DeVito has worked closely with associate pastor Adam Burt, a former NHL defenseman who has served as the Jets’ chaplain for three years. DeVito regularly studies the Bible and pretty much anything else he can get his hands on that helps him learn more about living and teaching as a Christian.

“When I saw Michael’s heart, he has a real passion in it,” said Burt.

“As much of a mountain of a man as he is, he loves people deeply. I had no idea that his heart would be like, ‘Hey, someday I might like to do this,’ but the closer I get to him, I can definitely see the call of God being on his life and that’s exciting.”

IT STARTED WITH A VISIT

DeVito is a friendly guy with the media, a quiet and easygoing presence in a Jets locker room filled with players who speak their minds, just like their coach.

“But when it comes to his faith in God, if you come and talk to him about that, he’s a totally different person,” said Jets tight end Matthew Mulligan, who has been best friends with DeVito since their days together at Maine. “In college he would never be able to get up and talk in front of people like Sunday. It’s just been a big transformation that I’ve been able to see.”

It all started a few years ago for DeVito, who grew up in a nonreligious Italian home in Massachusetts. He was hanging out in his apartment during his junior year at Maine when two Mormon missionaries showed up at his door.
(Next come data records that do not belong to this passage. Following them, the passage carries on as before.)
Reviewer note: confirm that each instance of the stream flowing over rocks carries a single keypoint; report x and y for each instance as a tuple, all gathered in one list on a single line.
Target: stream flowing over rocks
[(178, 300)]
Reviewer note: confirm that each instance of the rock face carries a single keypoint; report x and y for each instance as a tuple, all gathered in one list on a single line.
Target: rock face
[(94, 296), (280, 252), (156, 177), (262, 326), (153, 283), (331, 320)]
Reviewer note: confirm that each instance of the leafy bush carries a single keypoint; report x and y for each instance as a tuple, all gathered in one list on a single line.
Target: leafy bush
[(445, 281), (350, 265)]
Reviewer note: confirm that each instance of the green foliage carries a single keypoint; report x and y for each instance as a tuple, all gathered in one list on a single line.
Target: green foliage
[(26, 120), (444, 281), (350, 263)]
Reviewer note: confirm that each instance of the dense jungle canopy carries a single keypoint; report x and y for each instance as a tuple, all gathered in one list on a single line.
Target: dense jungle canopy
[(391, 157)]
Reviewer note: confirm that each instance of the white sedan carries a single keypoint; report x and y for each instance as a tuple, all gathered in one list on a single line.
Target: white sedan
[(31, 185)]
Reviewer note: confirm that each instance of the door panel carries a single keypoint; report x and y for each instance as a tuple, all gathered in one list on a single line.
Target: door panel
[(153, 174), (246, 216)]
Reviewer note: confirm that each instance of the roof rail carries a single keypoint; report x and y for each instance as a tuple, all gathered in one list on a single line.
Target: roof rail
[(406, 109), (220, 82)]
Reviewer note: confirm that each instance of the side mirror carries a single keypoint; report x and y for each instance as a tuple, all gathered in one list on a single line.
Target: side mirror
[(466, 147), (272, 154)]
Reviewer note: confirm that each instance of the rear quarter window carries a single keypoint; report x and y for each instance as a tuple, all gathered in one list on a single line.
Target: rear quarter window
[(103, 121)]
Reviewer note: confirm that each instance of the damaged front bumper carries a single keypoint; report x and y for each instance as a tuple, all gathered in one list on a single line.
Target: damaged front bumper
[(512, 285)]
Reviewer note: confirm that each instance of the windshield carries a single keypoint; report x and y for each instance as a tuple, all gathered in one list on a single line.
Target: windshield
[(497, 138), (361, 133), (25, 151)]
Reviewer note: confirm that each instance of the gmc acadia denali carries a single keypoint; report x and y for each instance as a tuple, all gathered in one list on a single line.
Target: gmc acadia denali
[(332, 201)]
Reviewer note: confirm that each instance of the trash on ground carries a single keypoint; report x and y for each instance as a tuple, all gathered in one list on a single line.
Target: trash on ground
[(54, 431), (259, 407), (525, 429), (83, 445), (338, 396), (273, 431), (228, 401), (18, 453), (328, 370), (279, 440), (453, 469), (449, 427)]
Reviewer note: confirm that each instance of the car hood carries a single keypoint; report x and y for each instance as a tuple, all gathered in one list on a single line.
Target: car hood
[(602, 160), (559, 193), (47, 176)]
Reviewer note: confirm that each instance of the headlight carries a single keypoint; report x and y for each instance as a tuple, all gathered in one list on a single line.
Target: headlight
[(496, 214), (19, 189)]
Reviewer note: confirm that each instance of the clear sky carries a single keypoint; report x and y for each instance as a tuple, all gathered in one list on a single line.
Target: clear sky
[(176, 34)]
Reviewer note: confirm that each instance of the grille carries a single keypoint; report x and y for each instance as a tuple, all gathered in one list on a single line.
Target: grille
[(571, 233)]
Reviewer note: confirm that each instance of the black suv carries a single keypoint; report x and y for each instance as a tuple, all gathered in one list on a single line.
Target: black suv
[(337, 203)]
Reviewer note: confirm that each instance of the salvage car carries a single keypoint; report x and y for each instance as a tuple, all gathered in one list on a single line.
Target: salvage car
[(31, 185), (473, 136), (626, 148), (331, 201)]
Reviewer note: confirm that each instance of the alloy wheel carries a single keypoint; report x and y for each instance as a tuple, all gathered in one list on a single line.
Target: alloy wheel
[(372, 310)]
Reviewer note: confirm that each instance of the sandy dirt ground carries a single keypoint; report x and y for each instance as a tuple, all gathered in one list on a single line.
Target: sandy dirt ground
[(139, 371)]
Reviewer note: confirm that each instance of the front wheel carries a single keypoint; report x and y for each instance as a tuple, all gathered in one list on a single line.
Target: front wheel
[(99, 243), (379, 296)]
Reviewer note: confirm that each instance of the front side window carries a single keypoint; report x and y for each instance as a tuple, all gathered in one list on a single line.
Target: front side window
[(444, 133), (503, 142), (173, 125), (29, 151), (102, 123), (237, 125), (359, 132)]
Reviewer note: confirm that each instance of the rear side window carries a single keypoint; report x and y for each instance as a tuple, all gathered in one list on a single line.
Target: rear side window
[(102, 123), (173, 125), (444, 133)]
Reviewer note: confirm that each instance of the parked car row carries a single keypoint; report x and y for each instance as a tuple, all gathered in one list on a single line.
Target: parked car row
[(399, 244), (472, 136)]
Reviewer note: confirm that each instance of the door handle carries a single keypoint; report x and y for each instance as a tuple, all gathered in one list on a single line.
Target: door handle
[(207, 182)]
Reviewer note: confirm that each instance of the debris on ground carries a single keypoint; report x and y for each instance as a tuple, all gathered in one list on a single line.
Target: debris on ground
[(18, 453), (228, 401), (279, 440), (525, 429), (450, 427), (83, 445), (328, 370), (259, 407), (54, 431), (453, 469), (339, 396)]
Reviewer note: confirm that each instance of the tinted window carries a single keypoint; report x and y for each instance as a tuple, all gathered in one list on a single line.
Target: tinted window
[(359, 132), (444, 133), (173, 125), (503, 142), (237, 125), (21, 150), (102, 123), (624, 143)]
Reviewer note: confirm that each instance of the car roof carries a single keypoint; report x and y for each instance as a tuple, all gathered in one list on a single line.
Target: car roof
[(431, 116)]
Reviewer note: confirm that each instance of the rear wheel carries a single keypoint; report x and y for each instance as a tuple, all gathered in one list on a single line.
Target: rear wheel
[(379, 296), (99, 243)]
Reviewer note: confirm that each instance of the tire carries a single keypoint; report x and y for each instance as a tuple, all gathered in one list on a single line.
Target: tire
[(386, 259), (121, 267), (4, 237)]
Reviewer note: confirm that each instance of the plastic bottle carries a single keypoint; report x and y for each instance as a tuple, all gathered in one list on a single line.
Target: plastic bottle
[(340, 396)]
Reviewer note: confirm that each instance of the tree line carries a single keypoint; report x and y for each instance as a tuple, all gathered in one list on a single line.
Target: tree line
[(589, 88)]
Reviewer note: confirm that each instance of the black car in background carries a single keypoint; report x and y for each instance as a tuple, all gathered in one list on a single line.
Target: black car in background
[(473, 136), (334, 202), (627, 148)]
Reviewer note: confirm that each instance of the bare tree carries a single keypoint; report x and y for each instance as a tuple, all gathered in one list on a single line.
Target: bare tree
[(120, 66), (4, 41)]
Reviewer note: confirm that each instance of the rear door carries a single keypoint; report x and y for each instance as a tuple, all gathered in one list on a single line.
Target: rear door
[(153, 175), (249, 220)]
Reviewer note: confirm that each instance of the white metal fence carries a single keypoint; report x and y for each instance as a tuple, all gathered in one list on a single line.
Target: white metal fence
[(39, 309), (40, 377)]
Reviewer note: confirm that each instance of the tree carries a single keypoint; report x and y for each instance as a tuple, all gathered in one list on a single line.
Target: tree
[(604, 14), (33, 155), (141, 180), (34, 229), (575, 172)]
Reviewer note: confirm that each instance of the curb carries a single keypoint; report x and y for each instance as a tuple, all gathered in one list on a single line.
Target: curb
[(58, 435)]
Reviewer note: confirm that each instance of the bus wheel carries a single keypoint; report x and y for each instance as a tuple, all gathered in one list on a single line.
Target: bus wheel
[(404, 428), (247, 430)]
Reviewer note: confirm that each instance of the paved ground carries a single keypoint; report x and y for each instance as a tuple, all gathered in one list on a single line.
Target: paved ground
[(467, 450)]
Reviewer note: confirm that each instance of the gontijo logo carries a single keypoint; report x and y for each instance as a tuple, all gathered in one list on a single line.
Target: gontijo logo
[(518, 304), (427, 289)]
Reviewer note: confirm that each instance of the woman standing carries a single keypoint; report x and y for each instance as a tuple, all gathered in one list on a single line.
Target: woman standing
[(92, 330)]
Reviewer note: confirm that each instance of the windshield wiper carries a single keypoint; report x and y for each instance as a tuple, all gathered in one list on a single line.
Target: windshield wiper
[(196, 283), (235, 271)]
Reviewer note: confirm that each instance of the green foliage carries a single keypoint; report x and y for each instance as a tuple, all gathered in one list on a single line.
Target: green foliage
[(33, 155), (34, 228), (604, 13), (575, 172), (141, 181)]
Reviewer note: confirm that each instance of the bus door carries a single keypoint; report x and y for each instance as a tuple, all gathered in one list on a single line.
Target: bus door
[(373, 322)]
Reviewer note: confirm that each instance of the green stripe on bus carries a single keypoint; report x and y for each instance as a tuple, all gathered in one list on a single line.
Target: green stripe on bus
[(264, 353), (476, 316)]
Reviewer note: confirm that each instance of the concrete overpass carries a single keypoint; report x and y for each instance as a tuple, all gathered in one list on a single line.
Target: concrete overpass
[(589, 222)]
“When I first saw them coming, I really don’t like to be mean to anybody, so when they asked to come in, I was like, ‘All right,’ ” he said.

“Not because I wanted to hear about God but it was more like I didn’t want to just turn these guys away.”

Well, DeVito kept listening and that visit turned into several more. For the first time, he realized he had to make changes: no more drinking and partying; no more living with his then-girlfriend; no more scoffing at religion.

“They had a good idea of who Jesus is and that’s what I needed at the time,” he said. “I’m not a Mormon, but they knew Jesus and they gave me that foundation.”

It was also during this time in 2006 when DeVito’s friend, Mark Stetson, was slain. DeVito called it “my eye-opening experience.”

“When I got up to that coffin and saw a 23-year-old man dead,” DeVito recalled, “it was like, ‘Whoa. Man, this isn’t guaranteed. I can’t think I can take care of this on my own time. It’s not about my time. It’s God’s time.’

“There was no turning back.”

MAKING THE MOST OF HIS TIME

Ryan has called Devito one of the strongest of his players, if not the most underrated. DeVito has helped make up for the loss of the injured Kris Jenkins the last two years with little fanfare, including last season when he had a career-high 59 tackles.

“I think it’s funny how his play on the field really mirrors his spiritual life and his faith,” Burt said. “He’s just one of these guys who’s just determined and ferocious, and just always showing up. There’s this hunger, and I think that’s translated to his football career.”

DeVito has been preparing for the season – whenever it starts – with former Jets strength coach Sal Alosi, who resigned a few weeks after he was suspended for tripping a Miami Dolphins player during a game. That stuff doesn’t matter to DeVito now.

“Everybody makes mistakes and it’s not like because of what happened, he automatically became a bad strength coach,” he said. “I wanted to go with someone I trusted and who knew how to train NFL players. He has me on the program I’ve been going through for five years now, and I keep getting better and better.”

And that’s exactly what DeVito is aiming for outside the weight room and far from the football field. After all, he says, the Bible is the most important playbook he’ll ever study.

“As much as I do want to get back to football and back to work, I’m not going to let this time go to waste,” DeVito said. “I’m just trying to see what path God has for me, and what better time than now? I won’t take this for granted.”